Figure 6: Examples captions on DAVIS dataset, demonstrating object, scene, and camera motion caption granularity.

Practical and Theoretical Implications

DynamicVerse’s scalable and physically-aware methodology has several critical implications:

• Embodied AI: Enables physically-grounded perception and policy learning in 4D environments, facilitating advancements in robotics, AR/VR, human-agent interaction, and digital twins due to improved dynamic scene understanding.
• 4D Vision-LLMs: Provides the annotation density and diversity needed for spatio-temporal reasoning, object-level language grounding, and intra/inter-object dynamics understanding. This positions DynamicVerse as a foundation for the next generation of 4D VLMs and language-grounded Gaussian Splatting models.
• Real-World Generalization: Demonstrates that web-scale, unconstrained video, if properly curated and annotated, can deliver metric-scale, physically plausible reconstructions and segmentations, closing the synthetic-to-real gap present in prior 4D datasets.

  Figure 7: Qualitative Results on in-the-wild reconstruction, illustrating the pipeline’s generalization beyond curated datasets.

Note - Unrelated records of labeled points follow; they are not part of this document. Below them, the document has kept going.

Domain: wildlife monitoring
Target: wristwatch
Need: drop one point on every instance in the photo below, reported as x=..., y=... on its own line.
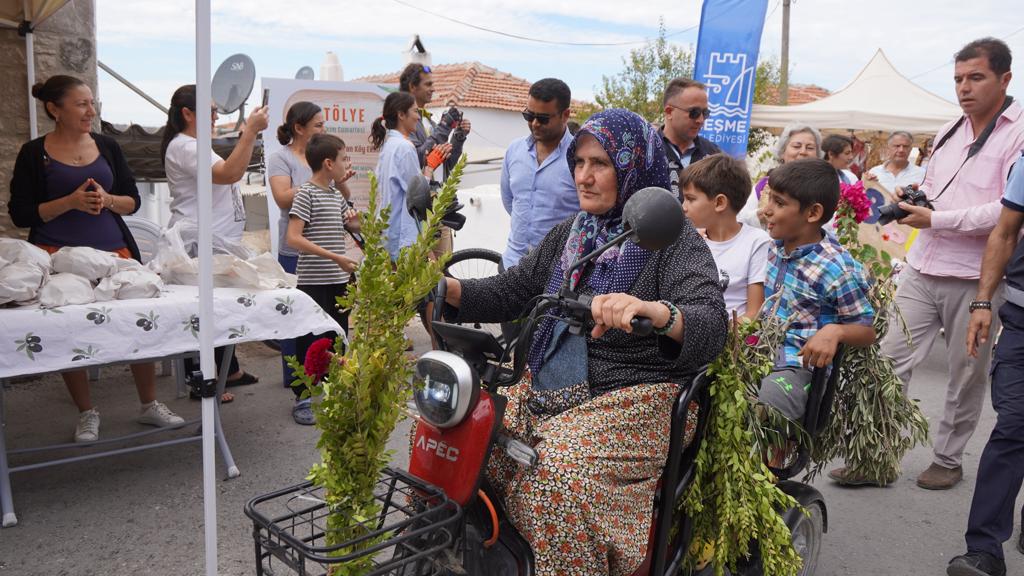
x=980, y=304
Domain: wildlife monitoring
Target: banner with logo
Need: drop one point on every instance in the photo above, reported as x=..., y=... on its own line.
x=727, y=64
x=349, y=109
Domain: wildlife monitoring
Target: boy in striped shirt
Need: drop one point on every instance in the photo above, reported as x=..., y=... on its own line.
x=316, y=228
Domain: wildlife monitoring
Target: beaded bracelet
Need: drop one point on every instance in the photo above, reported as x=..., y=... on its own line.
x=673, y=316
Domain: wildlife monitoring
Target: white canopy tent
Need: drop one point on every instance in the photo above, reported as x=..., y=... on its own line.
x=878, y=98
x=25, y=15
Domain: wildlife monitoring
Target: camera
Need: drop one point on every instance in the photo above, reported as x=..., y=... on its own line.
x=891, y=212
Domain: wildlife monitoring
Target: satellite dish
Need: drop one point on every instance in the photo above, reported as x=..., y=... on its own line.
x=232, y=83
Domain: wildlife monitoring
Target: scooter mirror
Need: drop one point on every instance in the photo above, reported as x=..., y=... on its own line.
x=654, y=216
x=418, y=199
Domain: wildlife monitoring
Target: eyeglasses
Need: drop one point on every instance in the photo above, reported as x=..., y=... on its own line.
x=542, y=119
x=693, y=113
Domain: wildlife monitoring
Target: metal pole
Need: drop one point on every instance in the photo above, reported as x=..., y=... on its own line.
x=204, y=186
x=131, y=86
x=30, y=67
x=783, y=82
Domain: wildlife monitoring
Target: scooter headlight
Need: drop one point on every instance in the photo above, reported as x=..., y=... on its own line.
x=444, y=388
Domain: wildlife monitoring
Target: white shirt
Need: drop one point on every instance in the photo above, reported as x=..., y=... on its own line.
x=910, y=175
x=741, y=260
x=180, y=164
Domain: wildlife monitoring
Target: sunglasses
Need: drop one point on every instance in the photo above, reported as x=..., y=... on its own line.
x=693, y=113
x=542, y=119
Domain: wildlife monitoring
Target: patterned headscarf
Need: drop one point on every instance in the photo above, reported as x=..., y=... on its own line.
x=638, y=156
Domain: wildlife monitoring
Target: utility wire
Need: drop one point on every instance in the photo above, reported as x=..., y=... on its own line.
x=538, y=40
x=949, y=62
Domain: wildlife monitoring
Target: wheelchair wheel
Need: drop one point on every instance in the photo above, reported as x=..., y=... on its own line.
x=807, y=533
x=473, y=262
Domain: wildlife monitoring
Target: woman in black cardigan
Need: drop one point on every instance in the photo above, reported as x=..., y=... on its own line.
x=71, y=188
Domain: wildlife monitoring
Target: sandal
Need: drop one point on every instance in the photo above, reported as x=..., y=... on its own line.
x=225, y=398
x=244, y=380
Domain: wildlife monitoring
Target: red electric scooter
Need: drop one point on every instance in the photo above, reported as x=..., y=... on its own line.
x=461, y=410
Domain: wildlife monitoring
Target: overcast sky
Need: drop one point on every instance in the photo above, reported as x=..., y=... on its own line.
x=152, y=42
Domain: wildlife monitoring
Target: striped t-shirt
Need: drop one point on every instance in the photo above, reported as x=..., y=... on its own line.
x=324, y=212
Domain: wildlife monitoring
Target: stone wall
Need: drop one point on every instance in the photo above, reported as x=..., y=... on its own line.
x=64, y=44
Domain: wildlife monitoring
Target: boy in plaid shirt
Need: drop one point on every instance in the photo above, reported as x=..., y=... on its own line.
x=821, y=288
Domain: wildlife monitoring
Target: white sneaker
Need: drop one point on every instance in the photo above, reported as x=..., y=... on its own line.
x=88, y=426
x=160, y=415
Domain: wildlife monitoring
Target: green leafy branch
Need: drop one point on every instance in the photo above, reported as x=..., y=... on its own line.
x=364, y=396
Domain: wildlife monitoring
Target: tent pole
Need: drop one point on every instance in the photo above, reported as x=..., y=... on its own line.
x=30, y=60
x=204, y=188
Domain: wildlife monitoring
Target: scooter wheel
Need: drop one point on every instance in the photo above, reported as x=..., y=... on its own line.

Limitations and Future Directions

Despite substantial progress, DynamicVerse inherits several limitations:

• Data Bias and Noise: In-the-wild video data still introduces annotation noise and class imbalance, which may bias learning and impair generalization to tail scenarios.
• Computational Overheads: Processing remains costly due to reliance on large foundation models and multi-stage optimization, which limits real-time or resource-constrained deployment.
• Coverage Limits: Even with its scale, DynamicVerse cannot exhaustively model all real-world dynamics or scene structures, especially in extreme occlusion or highly non-rigid scenarios.

Future work should address domain-specific generalization, more efficient annotation by leveraging accompanying sensor data where available, and integration with reinforcement-learning-based embodied agents for closed-loop evaluation and data augmentation.

Conclusion

DynamicVerse, through its DynamicGen pipeline, delivers both a novel methodology for physically-aware 4D multi-modal data extraction and a substantive benchmark dataset. Experimental evidence confirms state-of-the-art performance in core spatial-temporal vision tasks and establishes a scalable framework for holistic 4D understanding. The generality and annotation richness of DynamicVerse make it a critical resource for 4D scene understanding, driving broader advances in foundation models, embodied intelligence, and language-grounded scene reasoning.

Figure 8: DynamicVerse dataset, highlighting annotation density and multimodal diversity.